What about the surface fleet? 






Alfa class submarine.





Akula class submarine.


----------



## MilitaryAttractions (Apr 4, 2017)

I know its an old thread but I have a vid to share!

_View: https://www.youtube.com/watch?v=3YECHB_t_X0_


----------



## parsifal (Apr 4, 2017)

There was no point in time where the Soviets were ahead of the west in terms of technology or overall capability. Soviet subs were noisy, dangerous, and not as fast. their detection systems were inferior, and their weaponary more than a little outdated. none of this mattered in a scenario that involved a nuclear first strike, or where the main role of the VMF submarine fleet was tofollow US carrier task forces around and on declaration launch suicide missions to sink those carriers. 
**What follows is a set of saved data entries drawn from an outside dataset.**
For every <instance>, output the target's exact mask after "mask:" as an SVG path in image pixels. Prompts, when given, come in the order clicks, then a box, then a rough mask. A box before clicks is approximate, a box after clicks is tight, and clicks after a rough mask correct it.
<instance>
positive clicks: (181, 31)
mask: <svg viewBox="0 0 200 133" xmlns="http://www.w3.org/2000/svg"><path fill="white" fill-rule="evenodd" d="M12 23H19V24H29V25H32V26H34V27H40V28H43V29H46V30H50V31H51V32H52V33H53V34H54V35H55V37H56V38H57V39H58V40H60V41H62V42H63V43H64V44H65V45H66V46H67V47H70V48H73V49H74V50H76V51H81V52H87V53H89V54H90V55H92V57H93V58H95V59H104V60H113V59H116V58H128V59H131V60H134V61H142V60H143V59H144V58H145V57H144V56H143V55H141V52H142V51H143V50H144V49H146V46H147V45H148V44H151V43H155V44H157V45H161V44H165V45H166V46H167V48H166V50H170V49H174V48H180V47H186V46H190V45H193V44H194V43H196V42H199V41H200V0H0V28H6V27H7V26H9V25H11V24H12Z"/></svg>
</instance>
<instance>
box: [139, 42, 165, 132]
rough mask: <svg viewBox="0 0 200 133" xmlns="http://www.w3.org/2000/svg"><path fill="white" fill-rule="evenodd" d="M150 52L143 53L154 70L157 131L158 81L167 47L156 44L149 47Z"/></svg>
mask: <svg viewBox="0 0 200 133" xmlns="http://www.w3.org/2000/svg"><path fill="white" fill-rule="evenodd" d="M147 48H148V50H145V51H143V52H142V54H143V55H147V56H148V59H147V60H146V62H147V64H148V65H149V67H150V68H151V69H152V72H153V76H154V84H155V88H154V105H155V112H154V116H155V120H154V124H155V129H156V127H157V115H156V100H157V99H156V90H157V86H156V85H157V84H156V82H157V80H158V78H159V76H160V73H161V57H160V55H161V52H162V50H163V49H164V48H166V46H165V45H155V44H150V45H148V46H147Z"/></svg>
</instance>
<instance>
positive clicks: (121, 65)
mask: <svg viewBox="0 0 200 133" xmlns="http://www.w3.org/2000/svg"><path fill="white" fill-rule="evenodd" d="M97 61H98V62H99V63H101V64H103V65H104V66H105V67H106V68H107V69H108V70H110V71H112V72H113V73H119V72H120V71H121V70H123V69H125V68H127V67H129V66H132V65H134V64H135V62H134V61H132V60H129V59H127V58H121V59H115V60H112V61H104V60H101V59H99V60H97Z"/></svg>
A long time ago in a galaxy far far away, I had a job reading intell reports from RAN diesel electric subs whose job it was to sit on the bottom outside certain Russian ports and gather data on their noise signatures. Basically ID the vessel visually 9oir by whatever means). then record its distinctive noise signature. Slight imperfections in the props would produce quite distinctive noise signatures that could then be used to id the vessel anywhere in the world more or less immediately after detection. Soviets never had the technology to do that. With the retirement of the diesel electric subs from the USN, neither did the US fleet, and their guppyfied Gatos were noisy as hell anyway.

Reactions: Informative Informative:
1 | Like List reactions


----------



## MilitaryAttractions (Apr 4, 2017)

parsifal said:


> There was no point in time where the Soviets were ahead of the west in terms of technology or overall capability. Soviet subs were noisy, dangerous, and not as fast. their detection systems were inferior, and their weaponary more than a little outdated. none of this mattered in a scenario that involved a nuclear first strike, or where the main role of the VMF submarine fleet was tofollow US carrier task forces around and on declaration launch suicide missions to sink those carriers.



Ehh im not sure I would agree 100% with that. Off the top of my head the Soviets had the supercavitating torpedo and another sub that had a lightweight hull made from titanium. Then there was the Typhoon, largest subs ever built and the only to feature the twin side-by-side hulls.


----------



## Robert Porter (Apr 4, 2017)

Not to mention able to dive deeper. The Russians had some degree of parity but did indeed suffer from a lot of faults as well. But they could have ended a carrier fleet at the cost of their own lives which was probably a goal in a first strike scenario.

Reactions: Like Like:
1 | Like List reactions


----------



## parsifal (Apr 4, 2017)

Russian subs were notoriously noisy, notoriously dangerous and possessed hopelessly out of date detection and targeting systems. They never had a chance against our guys and they knew it. How do I know that/ because in 1982 I met a couple of Russian sailors in Singas. I had a security clearance at that time, so I had to be careful, but these guys just sang like birds about how bad their stuff was.

You know you have their six when you can routinely park your own boat just outside their most important naval base in the Pacific, for up to a week and just sit on the bottom recording acoustic signatures without them even knowing you are there, and do that several times a year....

Reactions: Like Like:
1 | Informative Informative:
1 | Like List reactions


----------